4. The process of claim 1, wherein the primer is a UV-curable primer, and wherein the step of curing the primer layer comprises exposing the substrate to UV light.

5. The process of claim 1, wherein the metallic ink is a UV-curable ink, and wherein the step of curing the metallic ink comprises exposing the substrate to UV light.

6. The process of claim 1, wherein energy-curable primer is applied using a flexographic printing process which uses an anilox roller having a transfer volume of from about 1 cm³/m²to about 20 cm³/m².

7. The process of claim 1, wherein the energy-curable primer is applied using a flexographic printing process which uses an anilox roller having a line count of from about 100 LPI to about 1200 LPI.

8. The process of claim 1, wherein the process further comprises applying one or more additional inks to at least a portion of the substrate, and curing or drying the one or more additional inks.

9. The process of claim 1, wherein the process further comprises applying one or more varnish layers to at least a portion of the substrate, and curing or drying the one or more varnish layers.

10. The process of claim 9, wherein the one or more varnish layers are applied using a flexographic printing process.

11. The process of claim 1, wherein the substrate is a cellulose-based product.

12. The process of claim 1, wherein the energy-curable primer and/or the metallic ink are applied using a flexographic printing process which uses a flexographic printing plate comprising ink-carrying cells.

13. A printing system comprising:

a first station configured to apply an energy-curable primer to at least a portion of a surface of a substrate;

a second station positioned directly downstream of the first station, wherein the second station is configured to cure the energy-curable primer to form a cured primer layer on the substrate;

a third station positioned downstream of the second station, wherein the third station is configured to apply a metallic ink to at least a portion of the cured primer layer;

a fourth station positioned downstream of the third station, wherein the fourth station is configured to cure or dry the metallic ink;

wherein the first station comprises a flexographic printer; and

wherein the third station comprises a flexographic printer comprising an anilox roller having a transfer volume of from about 6 cm³/m²to about 30 cm³/m².

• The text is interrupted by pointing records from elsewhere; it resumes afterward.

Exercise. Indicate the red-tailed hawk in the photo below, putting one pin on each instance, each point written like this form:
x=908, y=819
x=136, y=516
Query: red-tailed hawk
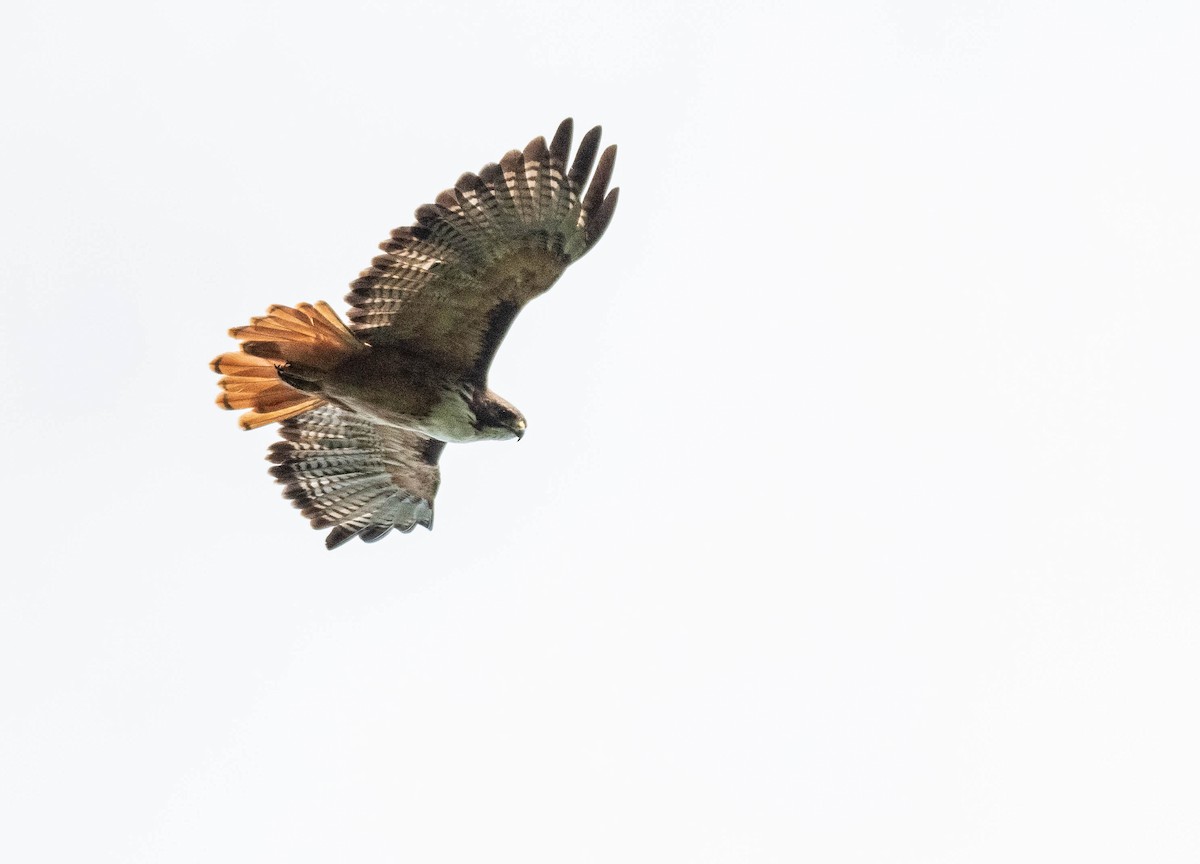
x=366, y=409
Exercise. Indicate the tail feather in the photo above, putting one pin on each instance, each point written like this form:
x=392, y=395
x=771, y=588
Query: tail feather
x=309, y=335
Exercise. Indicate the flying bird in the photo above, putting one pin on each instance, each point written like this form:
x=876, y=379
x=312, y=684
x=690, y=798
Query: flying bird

14. The printing system of claim 13, wherein the third station comprises a flexographic printer comprising an anilox roller having a transfer volume of from about 7 cm³/m²to about 25 cm³/m².

15. The printing system of claim 13, wherein the first station comprises a flexographic printer comprising an anilox roller having a transfer volume of from about 1 to about 20 cm³/m².

16. The printing system claim 13, wherein the system further comprises one or more additional stations, each of which is configured to apply an additional ink or varnish to at least a portion of a substrate.

17. The printing system of claim 16, wherein the system further comprises one or more additional stations, each of which is configured to cure or dry one or more of the additional inks or varnishes.

18. The printing system of claim 16, wherein the one or more additional stations is each positioned downstream of the second station.

19. The printing system of claim 16, wherein at least one of the one or more additional stations is configured to apply a non-metallic ink.

20. The printing system of claim 13, wherein each flexographic printer comprises a flexographic printing plate comprising ink-carrying cells.